You should also never go alone or count on beach goers to help. Some may, but that does not mean they know what to do or how to do it. Take some one else or six that are sharking as well and you all help each other.


----------



## Bradley_G (Apr 12, 2012)

thats a great idea to use the weedeater line. Whats the pound rating on that stuff?


----------



## BuckMKII (Apr 12, 2012)

My 400lb test Momoi Hi catch mono is .80", so the .95" weedeater line has a diameter of 600lb mono. Both will hold my full 280lbs in a dead hang.

One thing about all mono leader is that I've found that I get more bites on it than with a steel bite section, but occasionally you do get bitten off even with circle hooks.
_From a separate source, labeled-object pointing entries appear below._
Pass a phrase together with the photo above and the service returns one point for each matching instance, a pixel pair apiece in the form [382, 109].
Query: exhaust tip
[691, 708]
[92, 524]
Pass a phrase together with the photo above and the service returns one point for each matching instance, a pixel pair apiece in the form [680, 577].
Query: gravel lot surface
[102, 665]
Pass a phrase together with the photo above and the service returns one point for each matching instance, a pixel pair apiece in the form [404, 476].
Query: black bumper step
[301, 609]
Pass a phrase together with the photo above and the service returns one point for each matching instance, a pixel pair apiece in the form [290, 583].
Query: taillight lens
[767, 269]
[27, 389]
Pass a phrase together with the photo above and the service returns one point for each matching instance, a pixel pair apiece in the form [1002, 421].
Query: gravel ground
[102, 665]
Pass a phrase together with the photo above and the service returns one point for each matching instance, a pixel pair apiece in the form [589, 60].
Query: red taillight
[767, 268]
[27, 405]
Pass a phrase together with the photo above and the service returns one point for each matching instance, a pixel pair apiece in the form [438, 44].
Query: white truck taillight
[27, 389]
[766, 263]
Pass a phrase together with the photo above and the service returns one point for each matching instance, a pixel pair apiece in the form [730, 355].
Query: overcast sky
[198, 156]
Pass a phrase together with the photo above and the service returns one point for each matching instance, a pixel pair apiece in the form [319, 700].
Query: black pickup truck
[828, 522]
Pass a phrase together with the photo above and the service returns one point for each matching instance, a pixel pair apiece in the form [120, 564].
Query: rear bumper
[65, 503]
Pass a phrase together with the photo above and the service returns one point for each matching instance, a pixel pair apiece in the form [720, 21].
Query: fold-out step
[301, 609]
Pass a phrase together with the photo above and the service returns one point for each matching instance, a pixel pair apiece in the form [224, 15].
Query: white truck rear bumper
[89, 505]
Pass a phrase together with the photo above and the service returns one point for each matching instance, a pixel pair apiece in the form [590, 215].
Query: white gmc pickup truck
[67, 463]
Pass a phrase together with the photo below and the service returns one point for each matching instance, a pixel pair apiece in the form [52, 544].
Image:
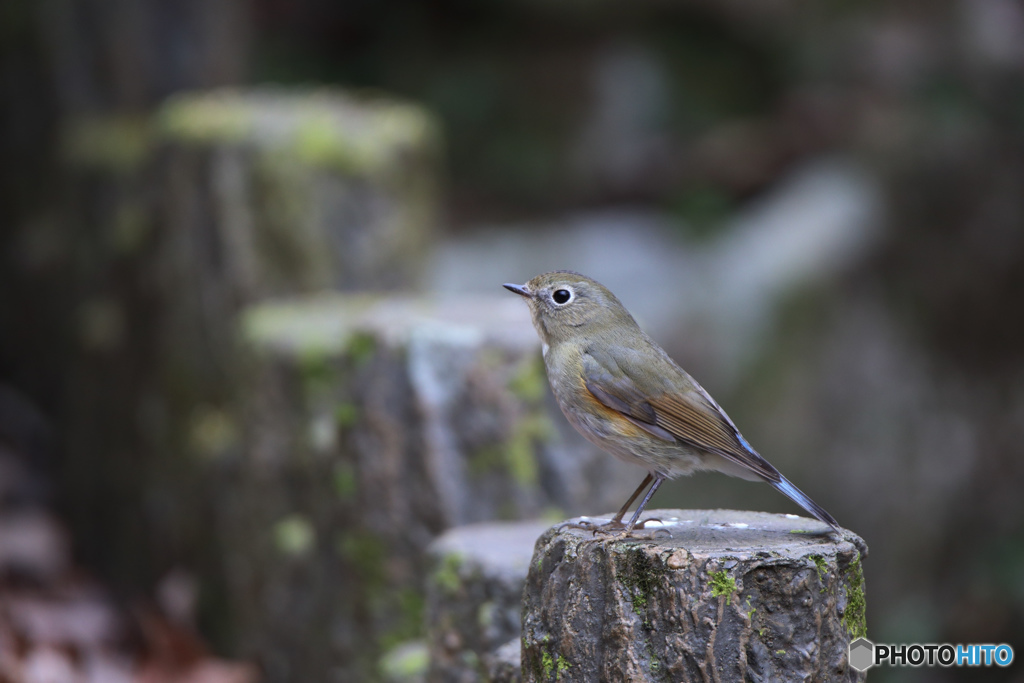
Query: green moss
[407, 662]
[485, 613]
[641, 573]
[205, 118]
[346, 414]
[360, 348]
[344, 480]
[855, 615]
[822, 568]
[446, 574]
[722, 584]
[562, 667]
[316, 371]
[750, 609]
[519, 453]
[368, 145]
[294, 536]
[211, 431]
[548, 663]
[116, 143]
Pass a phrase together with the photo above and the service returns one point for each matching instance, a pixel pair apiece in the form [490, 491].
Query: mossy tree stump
[183, 217]
[709, 595]
[371, 425]
[474, 600]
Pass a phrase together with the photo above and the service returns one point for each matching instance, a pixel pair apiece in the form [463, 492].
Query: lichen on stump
[707, 595]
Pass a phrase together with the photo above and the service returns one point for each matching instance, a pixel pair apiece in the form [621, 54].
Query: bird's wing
[669, 403]
[672, 404]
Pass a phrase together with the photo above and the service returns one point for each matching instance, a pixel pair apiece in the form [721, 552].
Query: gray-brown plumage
[624, 393]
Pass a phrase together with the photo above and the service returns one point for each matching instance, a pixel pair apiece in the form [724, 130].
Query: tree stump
[474, 599]
[706, 595]
[216, 202]
[370, 425]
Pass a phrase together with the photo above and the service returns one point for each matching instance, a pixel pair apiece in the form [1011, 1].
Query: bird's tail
[801, 499]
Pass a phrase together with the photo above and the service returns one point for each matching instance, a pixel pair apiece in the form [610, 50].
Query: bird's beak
[518, 289]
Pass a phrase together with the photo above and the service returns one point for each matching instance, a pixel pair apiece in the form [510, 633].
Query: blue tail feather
[784, 486]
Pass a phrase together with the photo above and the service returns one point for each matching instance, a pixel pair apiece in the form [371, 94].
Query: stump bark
[474, 600]
[216, 202]
[371, 425]
[708, 595]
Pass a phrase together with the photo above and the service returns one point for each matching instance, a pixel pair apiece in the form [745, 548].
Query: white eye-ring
[562, 296]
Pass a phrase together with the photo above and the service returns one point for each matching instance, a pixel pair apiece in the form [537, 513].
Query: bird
[625, 394]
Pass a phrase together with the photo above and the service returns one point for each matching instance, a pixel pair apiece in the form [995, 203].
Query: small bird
[623, 392]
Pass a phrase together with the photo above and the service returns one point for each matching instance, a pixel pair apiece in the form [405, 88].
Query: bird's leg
[616, 521]
[658, 478]
[643, 484]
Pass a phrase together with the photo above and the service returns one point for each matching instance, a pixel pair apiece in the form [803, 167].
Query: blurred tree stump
[474, 599]
[371, 425]
[708, 595]
[218, 201]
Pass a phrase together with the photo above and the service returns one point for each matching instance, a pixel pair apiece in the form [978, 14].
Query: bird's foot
[611, 528]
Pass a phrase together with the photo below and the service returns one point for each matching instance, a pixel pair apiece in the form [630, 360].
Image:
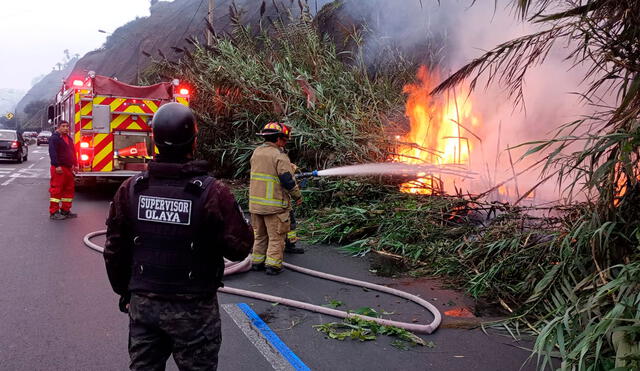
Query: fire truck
[110, 122]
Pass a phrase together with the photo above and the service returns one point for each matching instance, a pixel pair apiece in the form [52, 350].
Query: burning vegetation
[438, 134]
[570, 279]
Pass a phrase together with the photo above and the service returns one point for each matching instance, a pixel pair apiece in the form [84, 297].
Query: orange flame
[436, 135]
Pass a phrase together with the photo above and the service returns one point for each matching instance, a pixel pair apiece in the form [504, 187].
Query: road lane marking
[6, 182]
[6, 171]
[27, 173]
[264, 339]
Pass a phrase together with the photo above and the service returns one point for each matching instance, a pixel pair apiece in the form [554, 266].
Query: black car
[12, 146]
[43, 137]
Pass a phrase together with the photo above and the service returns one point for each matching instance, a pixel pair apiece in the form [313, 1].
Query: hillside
[129, 50]
[8, 99]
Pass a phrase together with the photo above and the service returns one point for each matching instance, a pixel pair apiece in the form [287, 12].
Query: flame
[436, 135]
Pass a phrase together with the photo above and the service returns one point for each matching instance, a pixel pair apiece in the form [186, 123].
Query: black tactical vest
[172, 253]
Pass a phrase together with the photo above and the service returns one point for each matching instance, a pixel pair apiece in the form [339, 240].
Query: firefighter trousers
[270, 232]
[61, 190]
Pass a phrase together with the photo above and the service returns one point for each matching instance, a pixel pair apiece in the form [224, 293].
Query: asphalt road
[57, 310]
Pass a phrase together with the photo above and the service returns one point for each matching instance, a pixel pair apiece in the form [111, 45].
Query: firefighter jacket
[272, 184]
[61, 153]
[168, 230]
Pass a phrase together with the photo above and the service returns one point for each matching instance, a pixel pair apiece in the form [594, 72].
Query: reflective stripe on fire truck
[103, 152]
[183, 100]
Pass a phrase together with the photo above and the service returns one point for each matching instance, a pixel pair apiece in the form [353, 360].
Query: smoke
[448, 35]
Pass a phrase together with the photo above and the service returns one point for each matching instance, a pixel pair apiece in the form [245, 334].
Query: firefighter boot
[68, 214]
[291, 248]
[57, 216]
[257, 267]
[274, 271]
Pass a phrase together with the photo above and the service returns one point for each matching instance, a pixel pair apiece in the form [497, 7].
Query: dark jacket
[224, 222]
[60, 153]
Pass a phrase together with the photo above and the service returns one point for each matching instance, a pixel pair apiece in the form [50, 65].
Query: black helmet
[174, 128]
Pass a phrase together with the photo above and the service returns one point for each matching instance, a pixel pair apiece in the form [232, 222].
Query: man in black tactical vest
[167, 233]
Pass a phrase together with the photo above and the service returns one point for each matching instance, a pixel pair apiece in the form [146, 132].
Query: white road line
[277, 361]
[8, 181]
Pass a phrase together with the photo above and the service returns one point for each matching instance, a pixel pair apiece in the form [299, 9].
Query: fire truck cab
[110, 122]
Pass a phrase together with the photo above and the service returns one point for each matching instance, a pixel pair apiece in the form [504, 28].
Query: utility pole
[212, 5]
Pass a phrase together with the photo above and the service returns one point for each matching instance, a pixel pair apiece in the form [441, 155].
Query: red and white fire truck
[110, 122]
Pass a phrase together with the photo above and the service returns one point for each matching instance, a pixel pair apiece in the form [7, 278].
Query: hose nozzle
[308, 174]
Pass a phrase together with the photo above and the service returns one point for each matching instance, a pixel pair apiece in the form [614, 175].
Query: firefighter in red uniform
[63, 163]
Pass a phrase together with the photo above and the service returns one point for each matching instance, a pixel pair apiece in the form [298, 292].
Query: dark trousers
[158, 328]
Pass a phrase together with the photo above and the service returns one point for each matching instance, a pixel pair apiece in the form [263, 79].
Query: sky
[34, 33]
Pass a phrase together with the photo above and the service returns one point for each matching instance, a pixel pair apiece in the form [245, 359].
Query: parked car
[12, 146]
[43, 137]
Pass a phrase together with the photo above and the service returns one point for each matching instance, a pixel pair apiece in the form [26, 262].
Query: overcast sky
[34, 33]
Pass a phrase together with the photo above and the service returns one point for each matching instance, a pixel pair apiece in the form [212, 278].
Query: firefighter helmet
[174, 128]
[275, 128]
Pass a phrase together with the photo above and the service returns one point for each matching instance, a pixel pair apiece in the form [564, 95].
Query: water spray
[308, 174]
[391, 168]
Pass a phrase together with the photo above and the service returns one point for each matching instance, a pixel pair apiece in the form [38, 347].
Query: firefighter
[271, 189]
[167, 233]
[63, 163]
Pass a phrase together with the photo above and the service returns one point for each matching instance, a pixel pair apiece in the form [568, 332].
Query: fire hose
[245, 265]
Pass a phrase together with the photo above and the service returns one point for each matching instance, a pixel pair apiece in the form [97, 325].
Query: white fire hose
[245, 265]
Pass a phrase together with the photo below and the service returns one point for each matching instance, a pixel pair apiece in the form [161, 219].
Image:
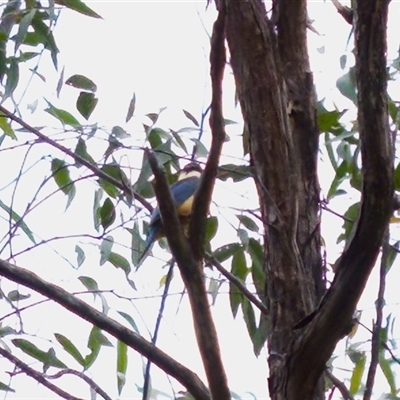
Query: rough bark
[275, 90]
[272, 111]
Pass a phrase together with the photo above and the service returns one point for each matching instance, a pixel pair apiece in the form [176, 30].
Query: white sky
[159, 50]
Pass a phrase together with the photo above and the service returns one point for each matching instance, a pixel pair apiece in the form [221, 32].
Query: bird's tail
[151, 238]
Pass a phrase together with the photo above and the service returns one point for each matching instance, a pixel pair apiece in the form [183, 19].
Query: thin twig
[340, 385]
[37, 376]
[238, 283]
[344, 11]
[157, 329]
[81, 375]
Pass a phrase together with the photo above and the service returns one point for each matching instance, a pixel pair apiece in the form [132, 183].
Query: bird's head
[193, 169]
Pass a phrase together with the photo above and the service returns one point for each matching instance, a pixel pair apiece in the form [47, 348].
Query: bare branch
[191, 272]
[335, 313]
[182, 374]
[98, 172]
[376, 332]
[197, 227]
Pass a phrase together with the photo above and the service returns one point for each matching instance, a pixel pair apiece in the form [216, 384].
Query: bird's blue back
[181, 191]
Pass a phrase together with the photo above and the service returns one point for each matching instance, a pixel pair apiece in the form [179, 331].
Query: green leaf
[81, 150]
[98, 194]
[257, 266]
[60, 82]
[105, 249]
[190, 117]
[12, 78]
[122, 364]
[18, 221]
[236, 172]
[358, 371]
[26, 56]
[155, 137]
[119, 132]
[328, 121]
[89, 283]
[45, 36]
[5, 126]
[62, 177]
[119, 262]
[7, 330]
[115, 171]
[81, 82]
[23, 27]
[63, 116]
[226, 251]
[249, 317]
[211, 228]
[137, 244]
[107, 213]
[248, 222]
[95, 341]
[243, 236]
[261, 335]
[386, 367]
[347, 85]
[348, 225]
[391, 255]
[131, 108]
[80, 255]
[6, 388]
[15, 295]
[86, 103]
[79, 6]
[70, 348]
[48, 358]
[397, 177]
[239, 269]
[201, 150]
[179, 141]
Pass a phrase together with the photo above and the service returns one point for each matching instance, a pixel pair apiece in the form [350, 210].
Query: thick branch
[191, 272]
[334, 316]
[182, 374]
[36, 375]
[376, 344]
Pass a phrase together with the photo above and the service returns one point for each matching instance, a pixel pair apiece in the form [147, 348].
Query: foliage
[82, 161]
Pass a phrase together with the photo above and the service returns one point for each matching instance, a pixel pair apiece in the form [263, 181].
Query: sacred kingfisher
[182, 192]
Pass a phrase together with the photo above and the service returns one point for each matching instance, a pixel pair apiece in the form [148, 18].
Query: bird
[182, 192]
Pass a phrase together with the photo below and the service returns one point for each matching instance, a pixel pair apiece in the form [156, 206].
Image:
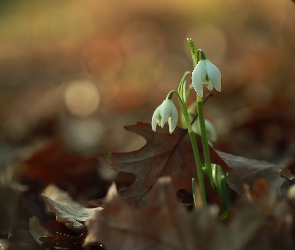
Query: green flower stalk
[204, 74]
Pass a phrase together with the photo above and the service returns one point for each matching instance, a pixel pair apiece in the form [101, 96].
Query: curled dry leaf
[260, 221]
[162, 224]
[164, 154]
[67, 211]
[246, 171]
[37, 230]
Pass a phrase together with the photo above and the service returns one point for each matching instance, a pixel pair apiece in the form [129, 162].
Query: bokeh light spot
[82, 98]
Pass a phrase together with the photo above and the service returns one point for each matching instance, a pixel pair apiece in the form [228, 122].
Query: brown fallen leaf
[63, 241]
[54, 164]
[247, 171]
[164, 154]
[67, 211]
[262, 221]
[162, 224]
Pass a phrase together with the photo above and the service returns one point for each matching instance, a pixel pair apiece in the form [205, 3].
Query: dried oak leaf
[247, 171]
[259, 221]
[164, 154]
[64, 241]
[162, 224]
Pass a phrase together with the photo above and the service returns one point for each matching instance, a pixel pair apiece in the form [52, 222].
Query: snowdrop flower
[206, 74]
[210, 129]
[165, 112]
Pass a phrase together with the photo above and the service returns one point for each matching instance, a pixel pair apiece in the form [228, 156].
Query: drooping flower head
[206, 74]
[165, 112]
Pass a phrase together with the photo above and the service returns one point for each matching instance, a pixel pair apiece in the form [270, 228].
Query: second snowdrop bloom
[206, 74]
[165, 112]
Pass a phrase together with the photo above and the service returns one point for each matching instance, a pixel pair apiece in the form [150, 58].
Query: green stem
[205, 144]
[195, 149]
[198, 166]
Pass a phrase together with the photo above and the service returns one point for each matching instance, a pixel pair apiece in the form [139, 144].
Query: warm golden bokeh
[129, 54]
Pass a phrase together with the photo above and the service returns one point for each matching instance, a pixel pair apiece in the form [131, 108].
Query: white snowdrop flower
[165, 112]
[206, 74]
[210, 129]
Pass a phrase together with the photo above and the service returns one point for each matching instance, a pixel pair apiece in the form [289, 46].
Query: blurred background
[78, 71]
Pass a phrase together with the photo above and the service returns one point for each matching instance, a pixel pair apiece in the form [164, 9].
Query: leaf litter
[149, 215]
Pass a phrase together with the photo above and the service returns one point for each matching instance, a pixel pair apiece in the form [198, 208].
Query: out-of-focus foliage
[82, 70]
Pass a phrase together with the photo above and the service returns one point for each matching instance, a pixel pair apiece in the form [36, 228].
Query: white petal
[197, 79]
[165, 111]
[156, 116]
[172, 121]
[214, 75]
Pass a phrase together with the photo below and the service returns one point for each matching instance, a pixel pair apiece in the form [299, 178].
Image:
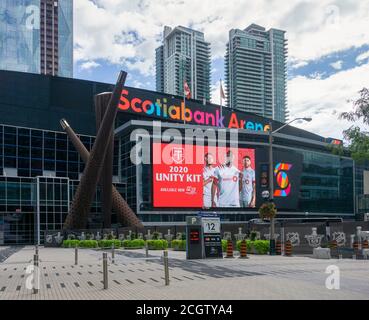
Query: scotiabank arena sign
[166, 108]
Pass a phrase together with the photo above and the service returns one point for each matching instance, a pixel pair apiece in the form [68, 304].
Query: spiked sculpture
[106, 176]
[125, 214]
[78, 214]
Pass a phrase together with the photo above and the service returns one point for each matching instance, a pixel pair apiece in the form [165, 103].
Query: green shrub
[179, 245]
[157, 244]
[134, 244]
[71, 243]
[88, 244]
[109, 243]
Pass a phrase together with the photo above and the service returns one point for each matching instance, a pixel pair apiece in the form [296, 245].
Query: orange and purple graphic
[280, 172]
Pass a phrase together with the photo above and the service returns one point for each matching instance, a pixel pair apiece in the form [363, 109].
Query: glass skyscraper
[256, 72]
[36, 36]
[184, 56]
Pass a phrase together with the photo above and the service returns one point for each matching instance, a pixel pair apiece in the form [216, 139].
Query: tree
[357, 139]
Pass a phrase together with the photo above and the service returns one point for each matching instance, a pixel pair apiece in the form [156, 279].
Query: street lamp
[271, 175]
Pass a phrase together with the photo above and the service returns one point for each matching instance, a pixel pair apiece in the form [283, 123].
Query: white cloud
[362, 57]
[337, 65]
[126, 32]
[89, 65]
[324, 100]
[299, 64]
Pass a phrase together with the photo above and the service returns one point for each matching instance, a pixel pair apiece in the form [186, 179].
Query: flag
[187, 91]
[222, 95]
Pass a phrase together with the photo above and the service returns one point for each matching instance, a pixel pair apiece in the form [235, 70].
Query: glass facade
[39, 174]
[327, 184]
[20, 35]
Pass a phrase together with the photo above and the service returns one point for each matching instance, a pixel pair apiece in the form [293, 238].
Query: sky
[328, 41]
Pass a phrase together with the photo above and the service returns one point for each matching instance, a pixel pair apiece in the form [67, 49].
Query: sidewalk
[131, 277]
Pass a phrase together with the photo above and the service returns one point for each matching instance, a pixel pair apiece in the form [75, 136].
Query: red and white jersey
[208, 173]
[248, 180]
[228, 184]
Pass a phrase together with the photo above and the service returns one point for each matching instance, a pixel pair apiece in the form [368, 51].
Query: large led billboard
[188, 176]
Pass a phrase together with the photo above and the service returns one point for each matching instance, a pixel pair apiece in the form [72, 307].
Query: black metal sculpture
[125, 214]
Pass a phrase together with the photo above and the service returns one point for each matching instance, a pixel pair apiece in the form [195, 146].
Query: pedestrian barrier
[229, 249]
[243, 250]
[105, 270]
[279, 248]
[166, 268]
[288, 248]
[36, 273]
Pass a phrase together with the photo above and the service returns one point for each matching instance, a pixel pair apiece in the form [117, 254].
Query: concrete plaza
[132, 277]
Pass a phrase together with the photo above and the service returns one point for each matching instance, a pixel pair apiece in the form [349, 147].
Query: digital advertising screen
[190, 176]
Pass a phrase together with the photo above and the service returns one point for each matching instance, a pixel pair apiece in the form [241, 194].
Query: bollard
[113, 254]
[36, 273]
[243, 250]
[288, 249]
[278, 248]
[365, 244]
[229, 249]
[146, 250]
[105, 270]
[166, 267]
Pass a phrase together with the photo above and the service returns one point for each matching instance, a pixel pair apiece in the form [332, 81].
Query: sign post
[212, 237]
[203, 237]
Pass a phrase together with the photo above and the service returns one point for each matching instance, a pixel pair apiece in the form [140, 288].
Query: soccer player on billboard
[227, 180]
[208, 178]
[248, 190]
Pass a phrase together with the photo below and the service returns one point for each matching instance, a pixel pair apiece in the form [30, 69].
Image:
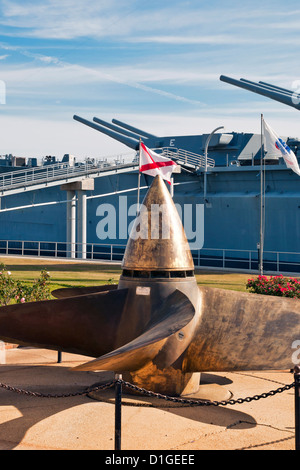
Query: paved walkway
[86, 423]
I lost a huge shark this past fall on one.


----------



## pbmang (Apr 12, 2012)

Let us know how it goes.  I will be heading down there with some buddies in a few weeks and we are really looking forward to it.  Based on stuff I've read on surf shark fishing websites, I've been making up some leaders as well.  Anything from 280lb single strand wire and 12/0 or 13/0 circles all the way up to 480lb 49 strand wire with 20/0 circles.  I've got a few weed eater rigs made up as well.  

This will be our first trip ever doing this, so I'm excited to see what happens.  We are going to stagger our rig sizes and bait choices and see what may show up.  We figure that we will have the rods out for at least 3 days straight so we should hook up with something.


----------



## BuckMKII (Apr 12, 2012)

Also you may know how to properly crimp mono but if you don't here is how you do it. I also have been using a thimble but they are not necessary. The blob on the tag end really improves the holding power of the double barrel crimping sleeves.


----------



## pbmang (Apr 12, 2012)

Hey Buck, what crimpers do you use for the weed whacker line? Mine don't do a great job (I think they are a little small) and I'm pretty sure they will fail at some point.  I need to get a better set, just don't really know which ones are the best to get.


----------



## BuckMKII (Apr 12, 2012)

pbmang said:


> Hey Buck, what crimpers do you use for the weed whacker line? Mine don't do a great job (I think they are a little small) and I'm pretty sure they will fail at some point.  I need to get a better set, just don't really know which ones are the best to get.



On .95" weedeater line I use 2.4mm crimps. I found thin walled aluminum ones and thick walled copper ones. My hand crimpers only went up to 2.2mm so I sought out ways to make the crimps. For the thin walled ones I use the notch in Klein pliers. The secret here is to not over crimp and blob the tag end of the line so it can't pull back through. On the thick walled crimps I use the smallest hole in a cable swaging tool. These look like a set of bolt cutters 
with holes cut out in them.

Top to bottom Klein pliers, standard crimping tool, and cable swagers:


----------



## creteus (Apr 15, 2012)

Bradley, whats going on man? I buy my rigs preassembled from bass Pro. Its 9 foot of 400lb cable with a number 12 hook, but I run mine out on a kayak from the beach.


----------



## Bradley_G (Apr 17, 2012)

doing good creteus, you make it out much last year?


----------



## creteus (Apr 17, 2012)

I did ok by the looks of your picture you did to


----------